Aronimink saca de quicio a los mejores del mundo

Aronimink Golf Club ya dejó claro que no piensa regalar nada. Después de dos rondas del PGA Championship, los inesperados líderes son Alex Smalley y Maverick McNealy, ambos con apenas 4-bajo par, en un tablero sorprendentemente apretado para los estándares modernos de los Majors.

Smalley, disputando apenas su quinto Major, firmó ronda de 69 golpes pese a cometer tres bogeys consecutivos en la vuelta. McNealy, por su parte, entregó tarjeta de 67 impactos, aunque dos bogeys tardíos le impidieron quedarse solo en la cima.

El dato habla mucho de lo complicado que se ha jugado el campo: el 136 acumulado de ambos es el score más alto para liderar un PGA Championship tras 36 hoyos desde Kiawah Island en 2012.

Y eso que a inicios de semana muchos pensaban que Aronimink iba a ser vulnerable.

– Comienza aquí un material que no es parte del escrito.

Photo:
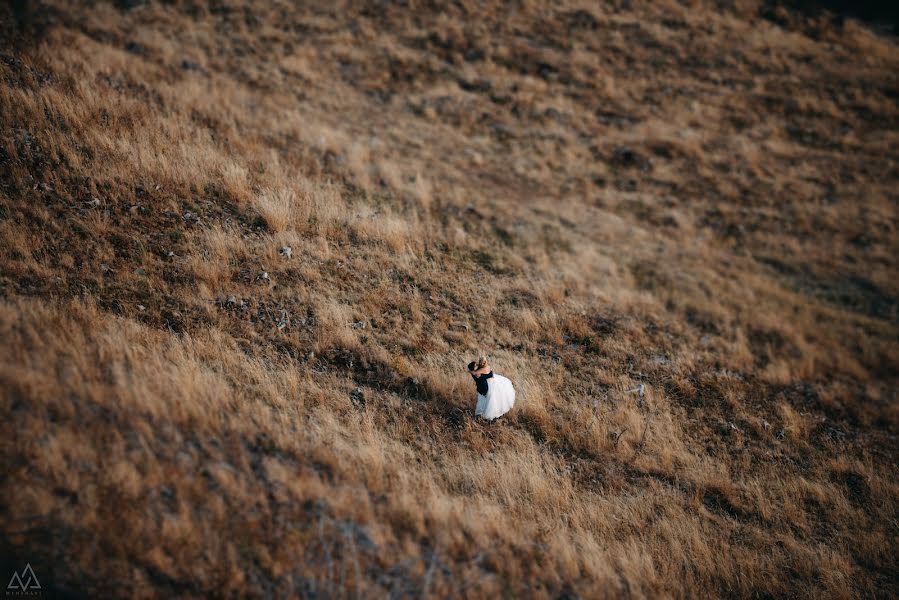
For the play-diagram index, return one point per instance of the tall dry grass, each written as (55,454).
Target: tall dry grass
(689,198)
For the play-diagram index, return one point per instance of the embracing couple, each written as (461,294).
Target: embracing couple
(496,396)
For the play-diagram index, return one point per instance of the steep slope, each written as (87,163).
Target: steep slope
(247,251)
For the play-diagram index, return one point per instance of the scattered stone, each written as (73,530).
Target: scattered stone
(481,85)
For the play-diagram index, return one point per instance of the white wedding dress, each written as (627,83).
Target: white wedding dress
(499,400)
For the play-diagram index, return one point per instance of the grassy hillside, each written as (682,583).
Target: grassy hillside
(246,250)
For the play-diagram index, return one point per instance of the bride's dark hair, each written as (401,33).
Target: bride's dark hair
(482,362)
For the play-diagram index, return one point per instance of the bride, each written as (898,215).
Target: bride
(496,396)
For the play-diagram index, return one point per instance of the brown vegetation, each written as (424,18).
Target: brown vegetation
(246,250)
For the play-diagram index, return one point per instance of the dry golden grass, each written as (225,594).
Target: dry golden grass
(691,198)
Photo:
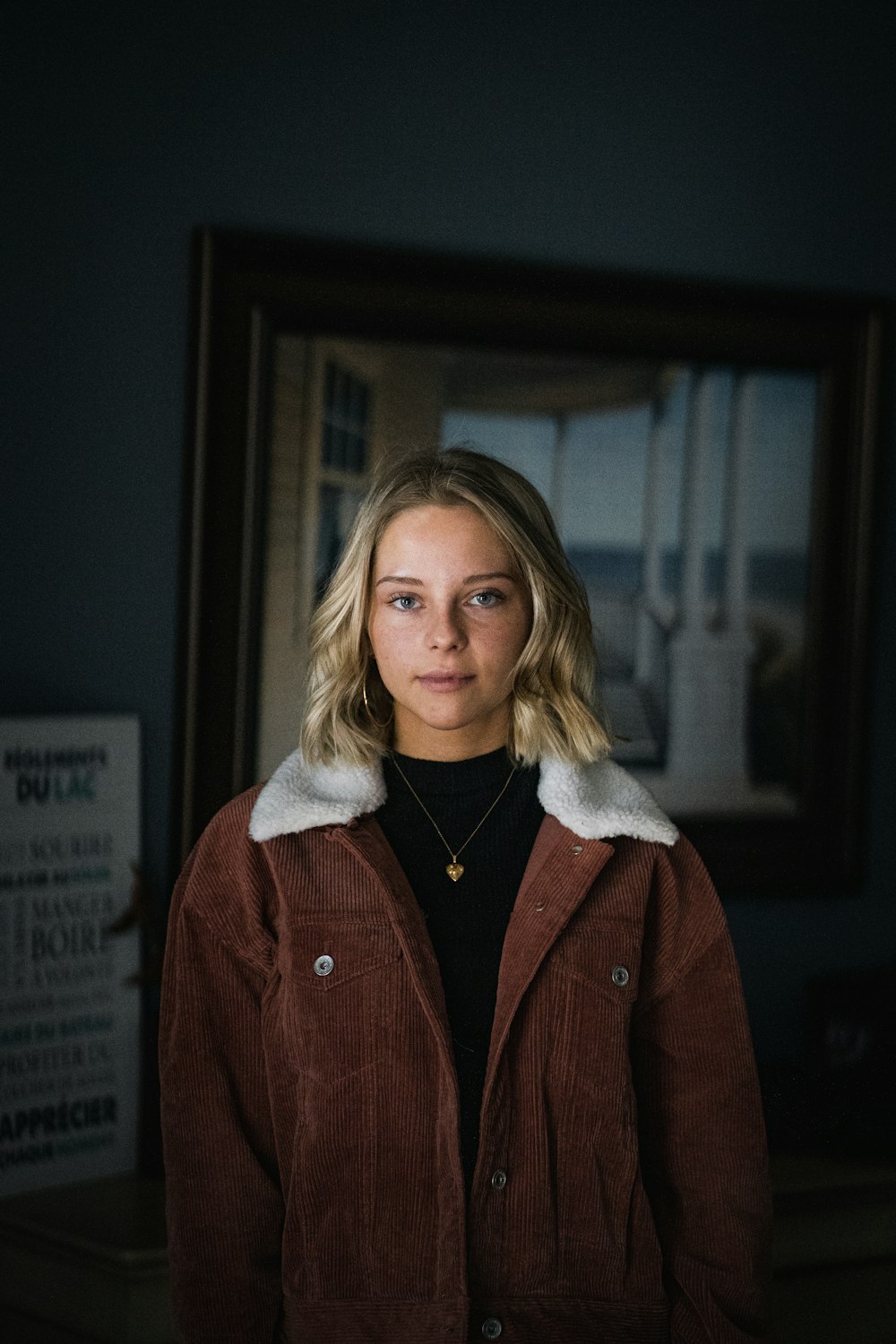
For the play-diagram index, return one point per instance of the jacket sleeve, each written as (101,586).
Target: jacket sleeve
(223,1196)
(702,1131)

Durante las prácticas, varios jugadores coincidían en que el campo parecía “atacable”. No es particularmente largo, el rough no luce imposible y las banderas de práctica estaban colocadas en zonas cómodas de los greens. Algunos incluso comenzaron a preguntarse qué tan bajo podría llegar el score ganador.

Pero el miércoles por la noche todo cambió. La PGA of America publicó las posiciones de bandera para la primera ronda y rápidamente los jugadores entendieron el mensaje: no habría festival de birdies.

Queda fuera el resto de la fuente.